Returns the latency introduced by the inference processing in samples for a specific tensor. This includes buffering delays and model-specific processing latency.
- Parameters:
tensor_index – Index of the tensor to query (default: 0)
- Returns:
Latency in samples for the specified tensor
-
std::vector<unsigned int> get_latency_vector() const¶
Gets the processing latency for all tensors.
- Returns:
Vector containing latency values in samples for each tensor index
-
size_t get_available_samples(size_t tensor_index, size_t channel = 0) const¶
Gets the number of samples received for a specific tensor and channel.

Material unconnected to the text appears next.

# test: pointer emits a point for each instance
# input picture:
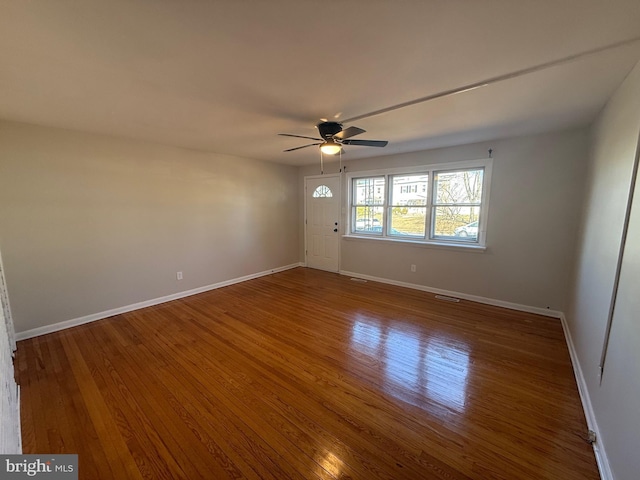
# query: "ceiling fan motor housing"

This method is useful for monitoring the data flow, benchmarking and debugging purposes.
- Parameters:
tensor_index – Index of the tensor to query
channel – Channel index to query (default: 0)
- Returns:
Number of samples received for the specified tensor and channel
-
void set_non_realtime(bool is_non_realtime)¶
Configures the handler for non-real-time operation.
When set to true, relaxes real-time constraints and may use different memory allocation strategies or processing algorithms optimized for offline processing.
- Parameters:
is_non_realtime – True to enable non-real-time mode, false for real-time mode
-
void reset()¶
Resets the inference handler to its initial state.
This method clears all internal buffers, resets the inference pipeline, and prepares the handler for a new processing session. This also resets the latency and available samples for all tensors.
Note
This method waits for all ongoing inferences to complete before resetting.